Equally, credit-focused hedge funds, for example, will also be impacted by the rise in defaults in the debt market as the outbreak has put companies in sectors, including airlines and hospitality in distress. Moir said credit managers would need to be “selective” to avoid any pandemic-related defaults.
Hedge funds utilising macro strategy and credit strategy declined 2.05% and 6.16% year-to-date as of May’s end, according to the latest figures from eVestment.
WHERE ARE THE RETURNS FROM?
But with more countries easing lockdown measurers, such as Singapore, which has exited a two-month circuit breaker period, Samouilhan said fundamentals would eventually be applicable again, and that investors and managers will learn a lot more over the next quarter about the pace at which the world is recovering from the crisis.
This will, ultimately, benefit hedge funds that generate returns through fundamentals.
“If you can take a longer-term view when fundamentals start to matter again, and they will, then buying good companies, good securities where the fundamentals are strong, will lead to outperformance,” he said.

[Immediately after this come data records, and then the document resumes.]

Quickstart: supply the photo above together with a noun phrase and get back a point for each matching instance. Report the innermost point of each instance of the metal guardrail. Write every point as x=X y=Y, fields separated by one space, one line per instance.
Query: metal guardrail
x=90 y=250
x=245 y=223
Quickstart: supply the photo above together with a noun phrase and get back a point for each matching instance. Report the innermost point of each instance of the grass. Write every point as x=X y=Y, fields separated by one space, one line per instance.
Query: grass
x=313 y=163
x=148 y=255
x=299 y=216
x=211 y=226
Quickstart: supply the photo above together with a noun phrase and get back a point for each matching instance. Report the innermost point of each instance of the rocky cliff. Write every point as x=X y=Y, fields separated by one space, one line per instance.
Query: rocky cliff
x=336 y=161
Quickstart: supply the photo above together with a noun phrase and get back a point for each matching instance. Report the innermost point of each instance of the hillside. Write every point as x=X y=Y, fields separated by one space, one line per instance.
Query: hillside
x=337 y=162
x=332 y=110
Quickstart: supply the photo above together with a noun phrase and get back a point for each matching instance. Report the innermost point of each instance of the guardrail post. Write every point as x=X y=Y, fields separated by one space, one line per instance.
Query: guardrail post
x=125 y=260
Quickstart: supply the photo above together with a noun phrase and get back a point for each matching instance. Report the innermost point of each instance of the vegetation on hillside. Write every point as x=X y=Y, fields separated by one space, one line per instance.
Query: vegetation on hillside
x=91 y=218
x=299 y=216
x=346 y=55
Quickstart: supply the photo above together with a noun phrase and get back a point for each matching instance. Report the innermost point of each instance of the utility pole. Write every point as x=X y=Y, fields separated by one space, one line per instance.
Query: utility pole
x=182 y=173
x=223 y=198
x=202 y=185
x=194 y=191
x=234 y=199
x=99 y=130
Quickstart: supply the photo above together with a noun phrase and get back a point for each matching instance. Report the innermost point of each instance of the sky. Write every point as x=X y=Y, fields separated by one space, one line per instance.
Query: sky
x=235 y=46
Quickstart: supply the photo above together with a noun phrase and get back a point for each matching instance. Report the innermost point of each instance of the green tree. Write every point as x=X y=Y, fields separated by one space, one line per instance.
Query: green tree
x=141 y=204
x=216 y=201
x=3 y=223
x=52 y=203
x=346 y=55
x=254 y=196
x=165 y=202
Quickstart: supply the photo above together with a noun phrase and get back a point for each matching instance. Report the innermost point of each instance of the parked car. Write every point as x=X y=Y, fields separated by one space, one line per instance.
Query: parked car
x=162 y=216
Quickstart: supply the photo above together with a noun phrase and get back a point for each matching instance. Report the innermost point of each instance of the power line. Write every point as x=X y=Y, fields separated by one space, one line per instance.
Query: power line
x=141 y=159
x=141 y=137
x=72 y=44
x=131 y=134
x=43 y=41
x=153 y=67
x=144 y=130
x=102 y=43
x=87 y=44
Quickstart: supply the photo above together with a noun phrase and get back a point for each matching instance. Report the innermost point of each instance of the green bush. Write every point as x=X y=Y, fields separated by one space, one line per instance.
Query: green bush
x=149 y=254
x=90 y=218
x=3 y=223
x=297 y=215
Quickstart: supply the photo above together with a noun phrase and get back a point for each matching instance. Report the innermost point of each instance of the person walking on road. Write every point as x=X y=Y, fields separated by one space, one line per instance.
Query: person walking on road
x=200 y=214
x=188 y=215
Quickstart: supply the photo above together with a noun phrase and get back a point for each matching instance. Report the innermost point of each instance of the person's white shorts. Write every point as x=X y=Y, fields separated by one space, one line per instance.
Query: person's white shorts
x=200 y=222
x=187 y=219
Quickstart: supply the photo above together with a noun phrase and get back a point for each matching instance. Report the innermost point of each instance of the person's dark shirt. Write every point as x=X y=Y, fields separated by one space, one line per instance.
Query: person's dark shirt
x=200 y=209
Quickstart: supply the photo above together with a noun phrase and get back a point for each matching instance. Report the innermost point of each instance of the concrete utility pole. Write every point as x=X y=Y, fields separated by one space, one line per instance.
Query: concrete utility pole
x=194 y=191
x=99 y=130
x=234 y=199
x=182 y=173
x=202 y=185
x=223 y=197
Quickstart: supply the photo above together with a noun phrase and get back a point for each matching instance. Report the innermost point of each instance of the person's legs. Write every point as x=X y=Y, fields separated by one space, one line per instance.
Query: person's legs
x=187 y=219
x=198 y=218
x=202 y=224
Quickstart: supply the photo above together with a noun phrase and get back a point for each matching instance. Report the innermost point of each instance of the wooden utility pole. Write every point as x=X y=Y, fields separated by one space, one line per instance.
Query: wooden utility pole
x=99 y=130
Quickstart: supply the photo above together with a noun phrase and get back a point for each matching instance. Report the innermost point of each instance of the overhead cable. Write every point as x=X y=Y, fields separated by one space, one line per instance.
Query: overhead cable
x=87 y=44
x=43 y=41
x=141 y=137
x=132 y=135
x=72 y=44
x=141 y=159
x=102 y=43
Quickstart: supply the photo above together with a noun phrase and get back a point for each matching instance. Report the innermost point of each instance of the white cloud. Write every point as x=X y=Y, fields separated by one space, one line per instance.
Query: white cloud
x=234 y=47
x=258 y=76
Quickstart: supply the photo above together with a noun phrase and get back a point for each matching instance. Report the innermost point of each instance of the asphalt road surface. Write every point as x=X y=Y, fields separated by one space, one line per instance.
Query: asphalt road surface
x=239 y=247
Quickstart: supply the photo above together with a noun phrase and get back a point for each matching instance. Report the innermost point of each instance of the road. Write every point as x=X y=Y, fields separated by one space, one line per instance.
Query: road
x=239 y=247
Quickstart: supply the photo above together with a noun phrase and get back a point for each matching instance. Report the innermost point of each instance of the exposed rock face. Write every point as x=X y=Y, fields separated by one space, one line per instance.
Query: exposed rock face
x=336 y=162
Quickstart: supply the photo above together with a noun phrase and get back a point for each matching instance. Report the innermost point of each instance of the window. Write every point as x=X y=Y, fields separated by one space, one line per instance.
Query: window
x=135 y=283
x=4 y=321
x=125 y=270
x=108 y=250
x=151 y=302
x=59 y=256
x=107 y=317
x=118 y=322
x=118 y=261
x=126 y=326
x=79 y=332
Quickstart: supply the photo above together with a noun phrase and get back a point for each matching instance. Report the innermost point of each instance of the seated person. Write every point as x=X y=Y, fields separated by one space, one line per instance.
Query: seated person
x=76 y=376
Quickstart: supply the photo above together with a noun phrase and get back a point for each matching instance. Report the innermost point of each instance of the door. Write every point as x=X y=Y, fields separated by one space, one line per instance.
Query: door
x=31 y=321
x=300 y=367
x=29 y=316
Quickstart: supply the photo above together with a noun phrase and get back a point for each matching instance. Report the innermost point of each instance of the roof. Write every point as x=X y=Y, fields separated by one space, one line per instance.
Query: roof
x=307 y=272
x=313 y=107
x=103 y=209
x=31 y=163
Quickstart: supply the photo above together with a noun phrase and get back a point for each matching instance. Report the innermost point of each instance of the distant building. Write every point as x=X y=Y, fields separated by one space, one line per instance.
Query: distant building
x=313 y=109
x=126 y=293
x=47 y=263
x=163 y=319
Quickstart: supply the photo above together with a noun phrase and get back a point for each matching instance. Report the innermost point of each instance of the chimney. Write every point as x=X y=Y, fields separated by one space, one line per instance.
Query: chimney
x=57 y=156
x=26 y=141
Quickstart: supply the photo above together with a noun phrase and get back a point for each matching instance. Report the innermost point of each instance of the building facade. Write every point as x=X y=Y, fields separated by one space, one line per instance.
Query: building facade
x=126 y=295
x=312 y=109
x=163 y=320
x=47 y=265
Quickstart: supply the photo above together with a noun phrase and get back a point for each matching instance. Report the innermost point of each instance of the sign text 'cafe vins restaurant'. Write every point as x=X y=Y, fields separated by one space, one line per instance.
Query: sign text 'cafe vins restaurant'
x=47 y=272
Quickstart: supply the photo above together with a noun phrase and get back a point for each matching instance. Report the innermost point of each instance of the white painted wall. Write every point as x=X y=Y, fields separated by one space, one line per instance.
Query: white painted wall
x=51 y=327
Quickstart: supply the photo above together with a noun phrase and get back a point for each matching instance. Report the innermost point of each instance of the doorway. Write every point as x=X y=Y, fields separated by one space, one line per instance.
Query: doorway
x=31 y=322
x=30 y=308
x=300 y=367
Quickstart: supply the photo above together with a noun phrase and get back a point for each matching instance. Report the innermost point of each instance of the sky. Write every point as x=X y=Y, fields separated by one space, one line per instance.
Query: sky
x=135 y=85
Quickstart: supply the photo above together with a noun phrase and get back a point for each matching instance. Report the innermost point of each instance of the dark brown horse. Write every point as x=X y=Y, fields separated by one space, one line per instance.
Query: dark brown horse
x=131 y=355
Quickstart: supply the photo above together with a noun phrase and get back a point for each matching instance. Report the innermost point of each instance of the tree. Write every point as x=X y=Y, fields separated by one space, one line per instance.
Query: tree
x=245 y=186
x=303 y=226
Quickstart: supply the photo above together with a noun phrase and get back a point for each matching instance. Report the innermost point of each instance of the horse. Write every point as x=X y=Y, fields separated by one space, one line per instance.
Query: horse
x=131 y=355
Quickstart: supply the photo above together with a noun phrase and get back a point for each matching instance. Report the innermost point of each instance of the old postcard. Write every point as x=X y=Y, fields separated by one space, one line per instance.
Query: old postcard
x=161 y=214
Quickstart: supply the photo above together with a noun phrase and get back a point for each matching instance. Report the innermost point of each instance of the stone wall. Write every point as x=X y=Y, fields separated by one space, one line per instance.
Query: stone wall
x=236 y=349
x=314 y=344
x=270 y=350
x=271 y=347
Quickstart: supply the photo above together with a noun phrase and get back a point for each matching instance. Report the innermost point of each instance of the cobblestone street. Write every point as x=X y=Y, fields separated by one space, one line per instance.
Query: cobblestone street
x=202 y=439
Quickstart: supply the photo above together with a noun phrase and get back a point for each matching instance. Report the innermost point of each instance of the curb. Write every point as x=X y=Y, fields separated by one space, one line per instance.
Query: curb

Investors should also analyse their investments and untangle from where their hedge funds are getting the returns, and whether their managers can turn such opportunities into returns themselves, he added. The return drivers could lie in primarily the skillsets of the managers or access to illiquidity premia, for example.
Having said that, Samouilhan said he doesn’t see hedge funds being a large part of Asian investors’ portfolios, as idiosyncratic risks will rise with more allocations to these assets, making them harder to model.